Emerging from university with a 2.2 "drinker's degree", Rob saw film as something of a far fetched career and considered being a policeman so that he could legally shoot people, or a pilot to the extent of having laser surgery to correct his short sightedness, or an architect until a stint of work experience showed the industry to be highly uncreative, unsocial, and unlikeable.

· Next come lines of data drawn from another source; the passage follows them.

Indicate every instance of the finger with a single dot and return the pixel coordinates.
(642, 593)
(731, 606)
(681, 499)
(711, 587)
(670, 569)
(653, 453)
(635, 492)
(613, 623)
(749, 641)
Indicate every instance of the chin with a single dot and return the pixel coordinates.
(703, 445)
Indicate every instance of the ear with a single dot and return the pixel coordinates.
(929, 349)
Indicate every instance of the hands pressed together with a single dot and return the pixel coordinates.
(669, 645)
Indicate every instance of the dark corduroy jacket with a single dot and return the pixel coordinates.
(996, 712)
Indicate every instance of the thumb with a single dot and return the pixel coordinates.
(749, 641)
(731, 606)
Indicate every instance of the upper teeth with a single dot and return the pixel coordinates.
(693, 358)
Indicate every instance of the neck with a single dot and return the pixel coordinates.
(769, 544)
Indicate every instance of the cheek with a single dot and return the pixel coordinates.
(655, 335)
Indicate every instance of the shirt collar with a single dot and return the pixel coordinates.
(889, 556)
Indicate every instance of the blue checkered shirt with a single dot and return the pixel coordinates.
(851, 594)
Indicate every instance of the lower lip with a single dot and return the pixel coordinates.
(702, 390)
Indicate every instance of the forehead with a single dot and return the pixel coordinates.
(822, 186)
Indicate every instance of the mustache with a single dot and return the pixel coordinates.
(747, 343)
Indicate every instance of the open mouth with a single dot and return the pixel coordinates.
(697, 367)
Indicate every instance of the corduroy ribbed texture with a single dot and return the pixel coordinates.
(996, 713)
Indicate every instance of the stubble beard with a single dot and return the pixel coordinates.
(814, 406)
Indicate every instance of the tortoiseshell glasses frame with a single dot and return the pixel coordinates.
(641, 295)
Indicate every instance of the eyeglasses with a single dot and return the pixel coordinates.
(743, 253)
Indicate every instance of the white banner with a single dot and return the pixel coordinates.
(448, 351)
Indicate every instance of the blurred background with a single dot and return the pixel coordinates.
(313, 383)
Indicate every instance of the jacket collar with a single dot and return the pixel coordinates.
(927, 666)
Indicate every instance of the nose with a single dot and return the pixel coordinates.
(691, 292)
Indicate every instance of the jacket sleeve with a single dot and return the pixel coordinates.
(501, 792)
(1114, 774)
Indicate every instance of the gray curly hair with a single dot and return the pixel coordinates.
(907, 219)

Eventually he launched his working life on a building site chopping stuff up and burning it, then a friend's father told him about a job going on a Saturday and Sunday afternoon kid's magazine show about to launch on the new Channel 5. Rob quickly worked up from runner to researcher and assistant floor manager before his contract ended, then moved on to Pearson TV's post facility in London as a runner and again worked up quickly and trained to be a QC. During all this Rob had been planning to go and do some serious travelling, and in 1998 he went away to Africa for a 6 month stint checking out the amazing animals and often worryingly different culture;

"I bought a VW van over there and on a long drive to Malawi it started playing up. I asked around for a mechanic and several people directed me to a guy in some little village. We trekked down there and started asking around for this guy and everyone was just saying 'you don't want to talk to him, he is a bad man.', it was really odd. We stayed over and started asking around again the next day. By now everyone knows I'm looking for him and I hear he's coming into the village to find me; only then does someone tell me that this guy dealt in human organs; mainly testicles and teeth, and he sends out groups of men to kill people and amputate their body parts, so, image of balls on the chopping block in mind we got the fuck out of there as quickly as possible."

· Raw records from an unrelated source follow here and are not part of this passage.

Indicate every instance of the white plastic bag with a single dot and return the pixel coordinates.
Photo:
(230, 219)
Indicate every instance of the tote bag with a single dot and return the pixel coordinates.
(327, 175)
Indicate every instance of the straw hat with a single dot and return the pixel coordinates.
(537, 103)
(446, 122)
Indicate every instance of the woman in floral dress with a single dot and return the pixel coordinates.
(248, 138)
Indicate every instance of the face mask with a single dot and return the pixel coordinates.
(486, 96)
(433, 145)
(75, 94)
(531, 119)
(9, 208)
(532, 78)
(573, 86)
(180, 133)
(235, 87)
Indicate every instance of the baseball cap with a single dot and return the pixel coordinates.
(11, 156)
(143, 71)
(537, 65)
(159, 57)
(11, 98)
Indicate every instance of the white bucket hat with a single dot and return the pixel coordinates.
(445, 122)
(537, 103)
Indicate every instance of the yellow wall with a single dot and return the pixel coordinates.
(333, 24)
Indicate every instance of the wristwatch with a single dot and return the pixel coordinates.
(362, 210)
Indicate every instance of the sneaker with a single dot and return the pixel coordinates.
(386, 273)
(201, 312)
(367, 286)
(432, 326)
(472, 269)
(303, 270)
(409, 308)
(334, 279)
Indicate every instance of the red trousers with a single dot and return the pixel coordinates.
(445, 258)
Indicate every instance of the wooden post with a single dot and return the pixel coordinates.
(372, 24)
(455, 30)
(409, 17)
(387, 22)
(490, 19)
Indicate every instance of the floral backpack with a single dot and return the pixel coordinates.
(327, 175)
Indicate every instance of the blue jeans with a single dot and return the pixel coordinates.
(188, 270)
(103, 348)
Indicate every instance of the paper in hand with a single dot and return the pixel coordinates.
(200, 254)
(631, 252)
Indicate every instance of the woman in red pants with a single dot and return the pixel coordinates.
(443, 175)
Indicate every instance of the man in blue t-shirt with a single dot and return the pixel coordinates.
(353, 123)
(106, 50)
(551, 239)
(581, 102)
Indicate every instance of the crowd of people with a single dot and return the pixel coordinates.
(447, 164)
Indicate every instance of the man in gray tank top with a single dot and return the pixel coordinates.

After Africa he moved on to Australia where he settled comfortably into a pad a few hundred yards from the Fox studio in Sydney, who he'd go and bug for work every day for the next year; it was another amazing experience full of beautiful cities and cross country motorbike rides with packs of kangaroos, and Rob picked up some more TV production work. A year later he headed back home and found himself timewarped back at Pearson as a QC as though nothing had happened;

"Hunter S Thompson said 'The TV business is a cruel and shallow money trench, a long plastic hallway where pimps and theives run free and good men die like dogs', I have to agree with him really."

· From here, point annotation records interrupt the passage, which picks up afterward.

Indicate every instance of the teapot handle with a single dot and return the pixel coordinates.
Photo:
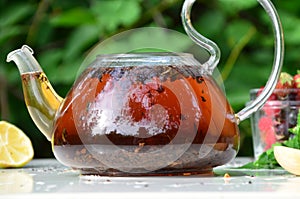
(214, 51)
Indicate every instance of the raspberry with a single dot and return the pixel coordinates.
(265, 125)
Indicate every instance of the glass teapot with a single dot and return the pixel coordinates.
(142, 114)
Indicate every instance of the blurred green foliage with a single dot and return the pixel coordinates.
(62, 32)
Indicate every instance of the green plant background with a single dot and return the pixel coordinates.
(62, 32)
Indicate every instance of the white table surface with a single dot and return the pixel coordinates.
(47, 178)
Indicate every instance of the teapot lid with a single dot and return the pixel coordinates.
(145, 59)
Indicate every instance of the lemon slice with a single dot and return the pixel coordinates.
(15, 147)
(288, 158)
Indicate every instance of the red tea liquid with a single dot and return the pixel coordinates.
(133, 121)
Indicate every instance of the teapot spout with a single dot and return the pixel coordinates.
(40, 98)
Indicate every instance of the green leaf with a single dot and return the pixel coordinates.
(111, 14)
(233, 6)
(236, 30)
(15, 13)
(215, 17)
(82, 37)
(73, 17)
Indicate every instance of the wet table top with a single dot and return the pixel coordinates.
(47, 178)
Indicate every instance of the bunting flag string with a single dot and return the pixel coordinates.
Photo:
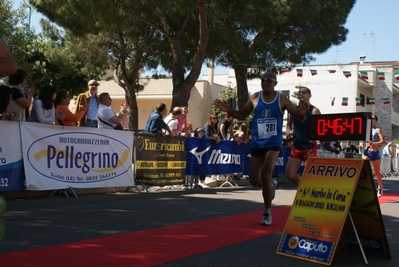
(381, 76)
(299, 72)
(362, 74)
(370, 101)
(347, 73)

He continued to move around the fringes of London and In 2001 bought a Canon XL1, planning to start shooting short films and other projects, but every project that came along was either a waste of time or soon fell apart due to all the usual no budget problems. By the time he met Steve Piper in 2002 Rob was 95% ready to sell the camera and forget about being a film-maker. Fortunately he was easily talked round and started working with Coffee on How To Disappear Completely, his work on which won a best cinematography award against feature length competition. He is currently developing a range of concepts for future production.